Curator's Take
This research reveals a fascinating counterintuitive finding that operational noise can actually improve quantum kernel performance by increasing model expressivity and complexity, challenging the conventional wisdom that noise is always detrimental in quantum computing. The work extends quantum kernel methods beyond traditional gate-based circuits to analog quantum systems, potentially opening new pathways for near-term quantum machine learning applications on current noisy devices. Particularly intriguing is the practical application to estimating non-Markovianity from sparse data, suggesting these noise-enhanced kernels could tackle real-world problems that are challenging for classical methods. This represents a promising shift in perspective where researchers can potentially harness unavoidable noise as a feature rather than fighting it as a bug.
— Mark Eatherly
Summary
The quantum kernel method, a promising quantum machine learning algorithm, possesses substantial potential for demonstrating quantum advantage. Although the majority of the quantum kernel is constructed in the context of gate-based quantum circuits, inspired by the idea of analog quantum computing, here we construct an analog quantum kernel and a hybrid quantum kernel, and show their competitiveness against other kernel methods in a benchmarking task and the practical problem of estimating non-Markovianity from sparse data.
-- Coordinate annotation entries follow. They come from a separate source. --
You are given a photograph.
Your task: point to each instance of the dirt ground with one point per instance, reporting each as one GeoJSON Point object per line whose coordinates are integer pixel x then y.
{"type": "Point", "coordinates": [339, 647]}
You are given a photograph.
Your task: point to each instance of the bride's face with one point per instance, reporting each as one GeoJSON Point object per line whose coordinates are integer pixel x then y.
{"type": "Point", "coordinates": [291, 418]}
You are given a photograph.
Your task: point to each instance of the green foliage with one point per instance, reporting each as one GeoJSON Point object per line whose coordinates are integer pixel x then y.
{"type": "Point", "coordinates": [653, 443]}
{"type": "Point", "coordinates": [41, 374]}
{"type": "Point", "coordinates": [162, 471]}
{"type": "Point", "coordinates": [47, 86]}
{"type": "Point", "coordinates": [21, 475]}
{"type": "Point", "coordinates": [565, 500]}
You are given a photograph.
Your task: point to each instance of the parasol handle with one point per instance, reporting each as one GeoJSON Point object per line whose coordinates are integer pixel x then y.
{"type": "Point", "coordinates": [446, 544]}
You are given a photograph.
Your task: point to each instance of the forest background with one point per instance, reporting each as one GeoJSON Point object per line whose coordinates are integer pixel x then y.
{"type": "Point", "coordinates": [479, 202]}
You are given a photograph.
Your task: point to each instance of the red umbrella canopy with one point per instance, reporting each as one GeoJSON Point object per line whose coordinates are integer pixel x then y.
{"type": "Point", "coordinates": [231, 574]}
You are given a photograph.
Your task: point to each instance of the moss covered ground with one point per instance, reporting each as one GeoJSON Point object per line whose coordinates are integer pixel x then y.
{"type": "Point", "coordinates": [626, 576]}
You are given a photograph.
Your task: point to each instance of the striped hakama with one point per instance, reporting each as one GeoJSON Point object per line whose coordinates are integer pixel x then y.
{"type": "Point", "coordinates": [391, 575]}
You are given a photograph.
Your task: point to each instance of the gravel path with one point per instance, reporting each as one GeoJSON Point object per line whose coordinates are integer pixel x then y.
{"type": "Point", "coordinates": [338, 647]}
Additionally, we also incorporate operational noise into the quantum kernels. Our results reveal that the presence of operational noise can be beneficial to the performance of the developed quantum kernels. We attribute this counterintuitive noise-enhanced performance to the improved expressivity and higher model complexity induced by noise. These results pave the way for practical implementations of quantum kernel methods and provide an efficient approach for estimating non-Markovianity with reduced experimental demands.